Мальчишка был тот еще пройдоха, но наука выживания на улице — нелегкая наука. И хотя Татьяна могла догадаться, что свой гонорар юный вымогатель уже получил, в тот момент она об этом даже не подумала. Сунула мальчишке пару монет и требовательно посмотрела в глаза, не забыв, однако, крепко ухватить его за воротник куртки.
— Ну!
— Идите по Рю де ла Редженс, до церкви Нотр Дам де Саблон. Войдите, сядьте и ждите, — судя по выражению лица, мальчишка повторял выученную наизусть инструкцию. — Это все, — он ухмыльнулся, извернувшись, освободился от захвата, и побежал прочь.
"Неглупо… — признала Таня, направляясь к створу улицы. — Если у НЕГО есть кто-то, кто будет проверять мой хвост на маршруте, то…"
Сама она хвоста не чувствовала. Вернее, чувствовала, но буквально во всех направлениях. Знание, что такой хвост — и, возможно, не один — имеет место быть — сбивало восприятие. Но вот, что она ощущала со всей определенностью, — это холод и вызванный им озноб. Впрочем, причиной озноба могли быть и другие обстоятельства… Но думать об этих… "обстоятельствах" она себе не позволяла.

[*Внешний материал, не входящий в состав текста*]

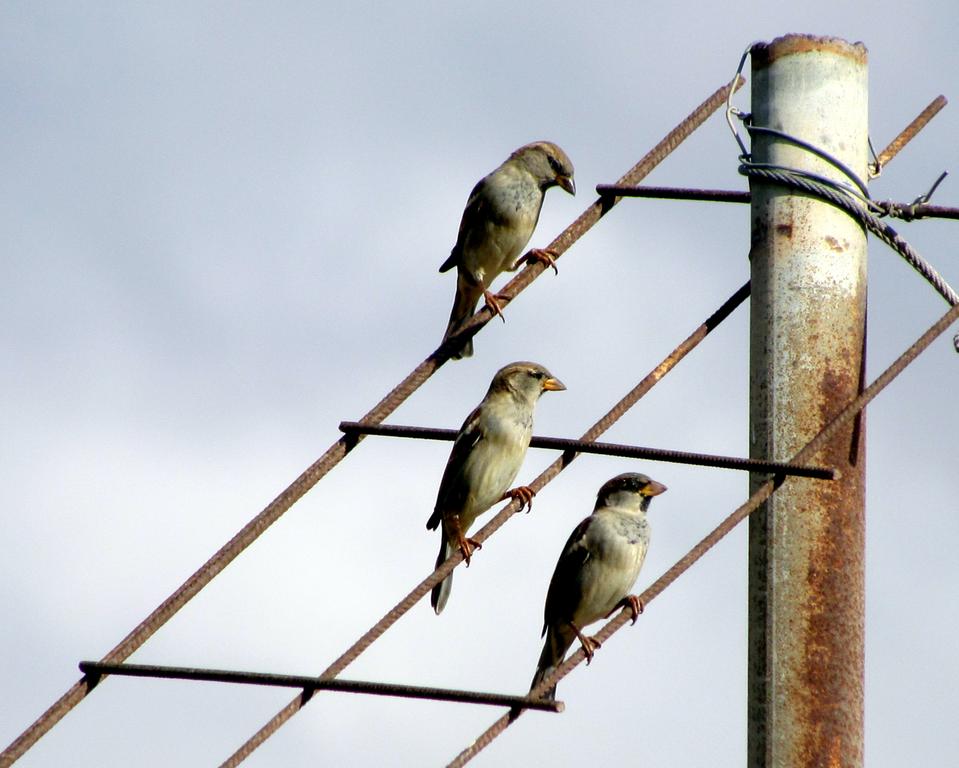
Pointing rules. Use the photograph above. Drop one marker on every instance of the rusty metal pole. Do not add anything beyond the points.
(807, 345)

В Брюсселе она никогда прежде не бывала, но если верить карте, изученной вдоль и поперек еще в Москве — идти ей недалеко. Улица — широкая, с трамвайными путями посередине — полого спускалась вниз в направлении королевского дворца. Слева и справа располагались многочисленные магазины колониальных товаров, лавки букинистов и антикваров и солидные кондитерские. В витринах Жаннет видела африканские маски, муляжи тортов, старинные карты и гравюры, и множество других интересных, дорогих и не очень, вещей. Однако отвлечься не удавалось. Она шла вдоль улицы, а кто-то, наверное, двигался за ней, а впереди ее ждала следующая остановка, но кто ждет Татьяну в церкви? Олег или снова какой-нибудь "Маннекен Пис"?
"А вот и церковь — тут и идти-то всего — ничего", — она пересекла улицу, и вошла в собор. Удивительно — в начале седьмого вечера божий храм оказался открыт и даже не пустовал, хотя молящихся было и немного. Пахло ладаном и сыростью. Но тут хотя бы не дуло. Она выбрала место у прохода и присела на скамейку, пытаясь спиной и ушами определить, войдет ли кто-нибудь в собор вслед за ней.